Один только отец Аввакум, наш добрый и почтенный архимандрит, относился ко всем этим ожиданиям, как почти и ко всему, невозмутимо-покойно и даже скептически. Как он сам лично не имел врагов, всеми любимый и сам всех любивший, то и не предполагал их нигде и ни в ком: ни на море, ни на суше, ни в людях, ни в кораблях. У него была вражда только к одной большой пушке, как совершенно ненужному в его глазах предмету, которая стояла в его каюте и отнимала у него много простора и свету.
Он жил в своем особом мире идей, знаний, добрых чувств – и в сношениях со всеми нами был одинаково дружелюбен, приветлив. Мудреная наука жить со всеми в мире и любви была у него не наука, а сама натура, освященная принципами глубокой и просвещенной религии. Это давалось ему легко: ему не нужно было уменья – он иным быть не мог. Он не вмешивался никогда не в свои дела, никому ни в чем не навязывался, был скромен, не старался выставить себя и не претендовал на право даже собственных, неотъемлемых заслуг, а оказывал их молча и много – и своими познаниями, и нравственным влиянием на весь кружок плавателей, не поучениями и проповедями, на которые не был щедр, а просто примером ровного, покойного характера и кроткой, почти младенческой души.
В беседах ум его приправлялся часто солью легкого и всегда добродушного юмора.
Кажется, я смело могу поручиться за всех моих товарищей плавания, что ни у кого из них не было с этою прекрасною личностью ни одной неприятной, даже досадной, минуты… А если бывали, то вот какого комического свойства.

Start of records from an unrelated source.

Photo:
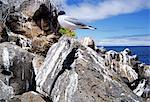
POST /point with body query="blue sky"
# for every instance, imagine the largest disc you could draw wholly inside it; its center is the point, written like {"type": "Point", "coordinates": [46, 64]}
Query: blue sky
{"type": "Point", "coordinates": [118, 22]}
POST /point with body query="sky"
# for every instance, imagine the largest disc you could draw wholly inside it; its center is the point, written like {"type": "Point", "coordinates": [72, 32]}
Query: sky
{"type": "Point", "coordinates": [118, 22]}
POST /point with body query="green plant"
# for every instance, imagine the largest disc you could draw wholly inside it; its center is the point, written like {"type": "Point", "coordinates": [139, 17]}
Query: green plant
{"type": "Point", "coordinates": [65, 31]}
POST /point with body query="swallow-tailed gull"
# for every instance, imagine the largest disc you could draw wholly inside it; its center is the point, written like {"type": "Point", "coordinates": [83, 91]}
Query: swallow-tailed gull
{"type": "Point", "coordinates": [71, 23]}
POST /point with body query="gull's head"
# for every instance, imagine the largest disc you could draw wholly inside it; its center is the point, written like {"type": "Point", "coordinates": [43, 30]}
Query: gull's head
{"type": "Point", "coordinates": [61, 13]}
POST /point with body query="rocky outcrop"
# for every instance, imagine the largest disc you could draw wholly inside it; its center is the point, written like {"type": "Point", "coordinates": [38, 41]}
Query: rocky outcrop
{"type": "Point", "coordinates": [16, 68]}
{"type": "Point", "coordinates": [29, 23]}
{"type": "Point", "coordinates": [72, 72]}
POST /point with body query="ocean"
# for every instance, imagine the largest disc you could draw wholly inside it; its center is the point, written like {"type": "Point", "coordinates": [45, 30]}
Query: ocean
{"type": "Point", "coordinates": [143, 52]}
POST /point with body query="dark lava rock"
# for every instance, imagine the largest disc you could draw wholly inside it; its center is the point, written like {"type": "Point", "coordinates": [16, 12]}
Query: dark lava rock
{"type": "Point", "coordinates": [16, 68]}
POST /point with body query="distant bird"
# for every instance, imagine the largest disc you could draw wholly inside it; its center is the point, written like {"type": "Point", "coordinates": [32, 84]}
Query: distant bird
{"type": "Point", "coordinates": [71, 23]}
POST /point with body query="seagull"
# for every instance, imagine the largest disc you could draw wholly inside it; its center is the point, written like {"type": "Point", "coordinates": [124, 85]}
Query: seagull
{"type": "Point", "coordinates": [71, 23]}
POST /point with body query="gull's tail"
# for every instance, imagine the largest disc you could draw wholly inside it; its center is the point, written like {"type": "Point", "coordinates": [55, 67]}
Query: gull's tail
{"type": "Point", "coordinates": [87, 27]}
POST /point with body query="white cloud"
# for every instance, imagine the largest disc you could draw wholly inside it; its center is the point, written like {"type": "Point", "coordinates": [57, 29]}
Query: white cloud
{"type": "Point", "coordinates": [104, 9]}
{"type": "Point", "coordinates": [126, 41]}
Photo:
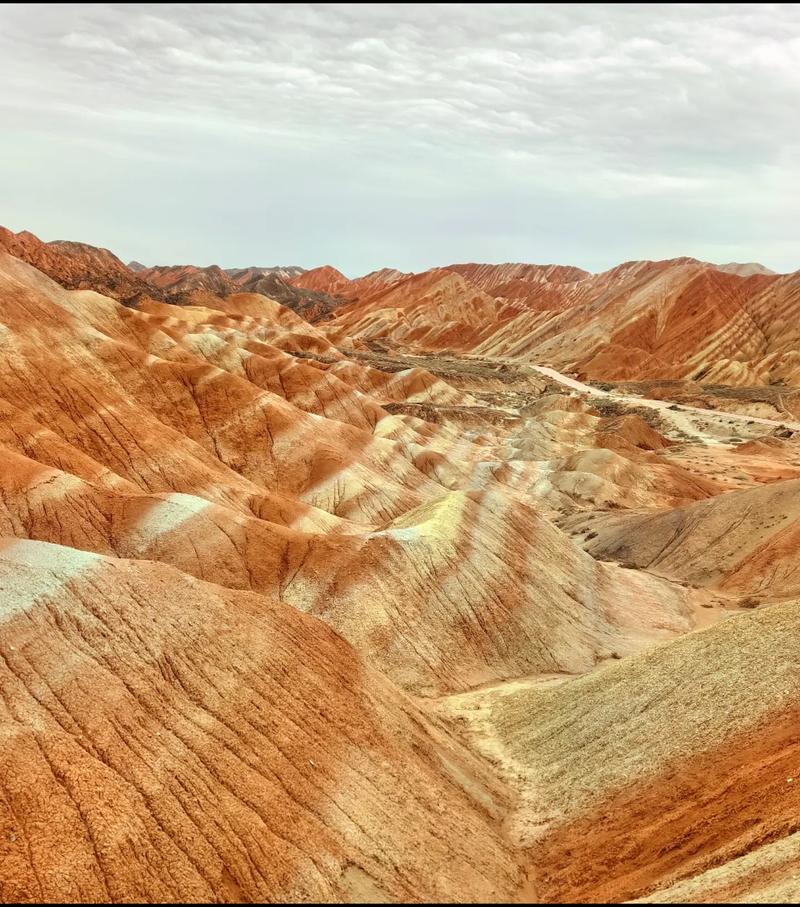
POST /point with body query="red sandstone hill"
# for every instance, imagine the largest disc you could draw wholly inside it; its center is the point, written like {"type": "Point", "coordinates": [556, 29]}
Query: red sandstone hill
{"type": "Point", "coordinates": [76, 266]}
{"type": "Point", "coordinates": [285, 616]}
{"type": "Point", "coordinates": [641, 320]}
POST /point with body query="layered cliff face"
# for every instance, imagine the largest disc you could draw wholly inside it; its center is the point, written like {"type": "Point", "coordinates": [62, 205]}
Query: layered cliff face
{"type": "Point", "coordinates": [76, 266]}
{"type": "Point", "coordinates": [352, 610]}
{"type": "Point", "coordinates": [682, 319]}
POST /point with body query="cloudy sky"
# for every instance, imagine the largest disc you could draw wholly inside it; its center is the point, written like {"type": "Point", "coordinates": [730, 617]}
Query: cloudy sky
{"type": "Point", "coordinates": [404, 135]}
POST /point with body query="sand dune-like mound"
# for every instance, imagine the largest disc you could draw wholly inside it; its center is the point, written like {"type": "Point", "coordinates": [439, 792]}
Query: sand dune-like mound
{"type": "Point", "coordinates": [670, 766]}
{"type": "Point", "coordinates": [166, 739]}
{"type": "Point", "coordinates": [680, 318]}
{"type": "Point", "coordinates": [744, 541]}
{"type": "Point", "coordinates": [374, 608]}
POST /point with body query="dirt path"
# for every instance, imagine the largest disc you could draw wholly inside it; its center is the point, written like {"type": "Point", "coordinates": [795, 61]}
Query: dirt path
{"type": "Point", "coordinates": [664, 406]}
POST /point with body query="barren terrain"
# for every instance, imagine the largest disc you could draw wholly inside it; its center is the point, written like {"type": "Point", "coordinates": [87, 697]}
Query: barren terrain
{"type": "Point", "coordinates": [476, 584]}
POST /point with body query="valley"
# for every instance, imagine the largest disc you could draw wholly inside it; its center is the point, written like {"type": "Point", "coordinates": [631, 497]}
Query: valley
{"type": "Point", "coordinates": [397, 588]}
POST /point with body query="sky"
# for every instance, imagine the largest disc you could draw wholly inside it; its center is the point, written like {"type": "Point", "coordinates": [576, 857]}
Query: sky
{"type": "Point", "coordinates": [404, 135]}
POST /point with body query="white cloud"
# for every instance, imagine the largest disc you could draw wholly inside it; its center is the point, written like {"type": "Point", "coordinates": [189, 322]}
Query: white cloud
{"type": "Point", "coordinates": [341, 131]}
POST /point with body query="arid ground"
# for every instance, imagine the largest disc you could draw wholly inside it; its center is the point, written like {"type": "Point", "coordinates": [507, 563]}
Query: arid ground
{"type": "Point", "coordinates": [470, 585]}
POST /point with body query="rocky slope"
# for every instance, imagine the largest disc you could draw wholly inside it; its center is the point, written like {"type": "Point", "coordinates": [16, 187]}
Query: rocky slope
{"type": "Point", "coordinates": [289, 611]}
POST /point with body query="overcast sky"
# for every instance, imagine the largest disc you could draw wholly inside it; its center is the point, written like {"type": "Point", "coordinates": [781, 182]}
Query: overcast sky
{"type": "Point", "coordinates": [403, 135]}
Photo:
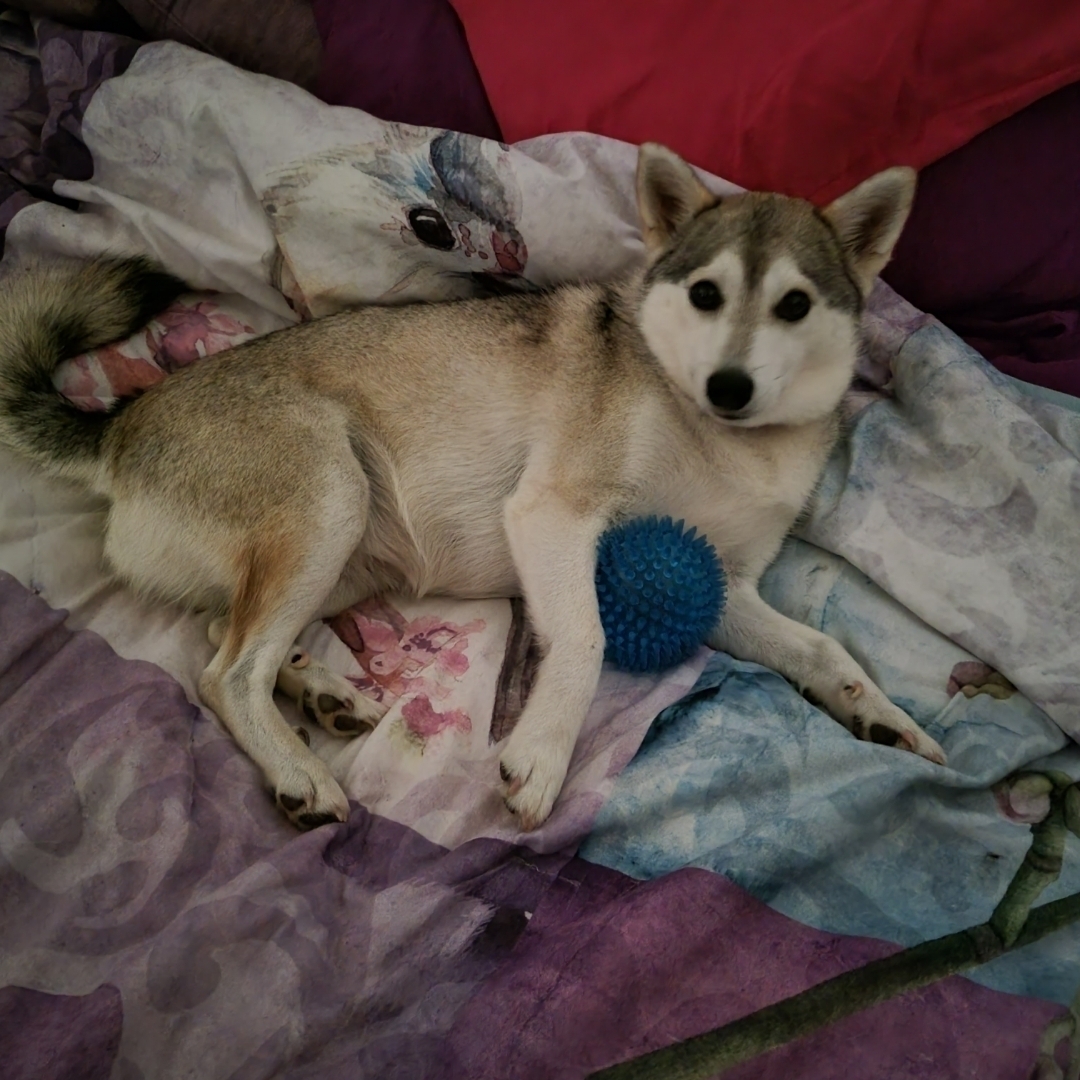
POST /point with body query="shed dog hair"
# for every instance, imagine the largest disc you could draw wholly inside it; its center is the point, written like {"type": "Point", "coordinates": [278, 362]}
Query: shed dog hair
{"type": "Point", "coordinates": [477, 448]}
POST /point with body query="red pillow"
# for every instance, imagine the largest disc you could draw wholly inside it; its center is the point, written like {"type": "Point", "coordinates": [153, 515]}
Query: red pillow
{"type": "Point", "coordinates": [802, 96]}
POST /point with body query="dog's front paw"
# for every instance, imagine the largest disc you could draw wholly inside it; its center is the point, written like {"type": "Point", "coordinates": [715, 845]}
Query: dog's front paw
{"type": "Point", "coordinates": [326, 698]}
{"type": "Point", "coordinates": [873, 717]}
{"type": "Point", "coordinates": [307, 794]}
{"type": "Point", "coordinates": [532, 777]}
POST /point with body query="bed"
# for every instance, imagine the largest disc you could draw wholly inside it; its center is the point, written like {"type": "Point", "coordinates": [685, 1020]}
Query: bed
{"type": "Point", "coordinates": [729, 879]}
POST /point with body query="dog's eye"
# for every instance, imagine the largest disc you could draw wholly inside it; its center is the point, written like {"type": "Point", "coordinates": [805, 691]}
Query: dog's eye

Например, помню, однажды, гуляя со мной на шканцах, он вдруг… плюнул на палубу. Ужас!
Шканцы – это нечто вроде корабельной скинии, самое парадное, почти священное место. Палуба – скоблится, трется кирпичом, моется почти каждый день и блестит как стекло.
А отец Аввакум – расчихался, рассморкался и – плюнул. Я помню взгляд изумления вахтенного офицера, брошенный на него, потом на меня. Он сделал такое же усилие над собой, чтоб воздержаться от какого-нибудь замечания, как я – от смеха. "Как жаль, что он – не матрос!" – шепнул он мне потом, когда отец Аввакум отвернулся. Долго помнил эту минуту офицер, а я долго веселился ею.
В другой раз, где-то в поясах сплошного лета, при безветрии, мы прохаживались с отцом Аввакумом всё по тем же шканцам. Вдруг ему вздумалось взобраться по трехступенной лесенке на площадку, с которой обыкновенно, стоя, командует вахтенный офицер. Отец Аввакум обозрел море и потом, обернувшись спиной к нему, вдруг… сел на эту самую площадку "отдохнуть", как он говаривал.
Опять скандал! Капитана наверху не было – и вахтенный офицер смотрел на архимандрита – как будто хотел его съесть, но не решался заметить, что на шканцах сидеть нельзя. Это, конечно, знал и сам отец Аввакум, но по рассеянности забыл, не приписывая этому никакой существенной важности. Другие, кто тут был, улыбались – и тоже ничего не говорили. А сам он не догадывался и, "отдохнув", стал опять ходить.
При кротости этого характера и невозмутимо-покойном созерцательном уме он нелегко поддавался тревогам. Преследование на море врагов нами или погоня врагов за нами казались ему больше фантазиею адмирала, капитана и офицеров. Он равнодушно глядел на все военные приготовления и продолжал, лежа или сидя на постели у себя в каюте, читать книгу. Ходил он в обычное время гулять для моциона и воздуха наверх, не высматривая неприятеля, в которого не верил.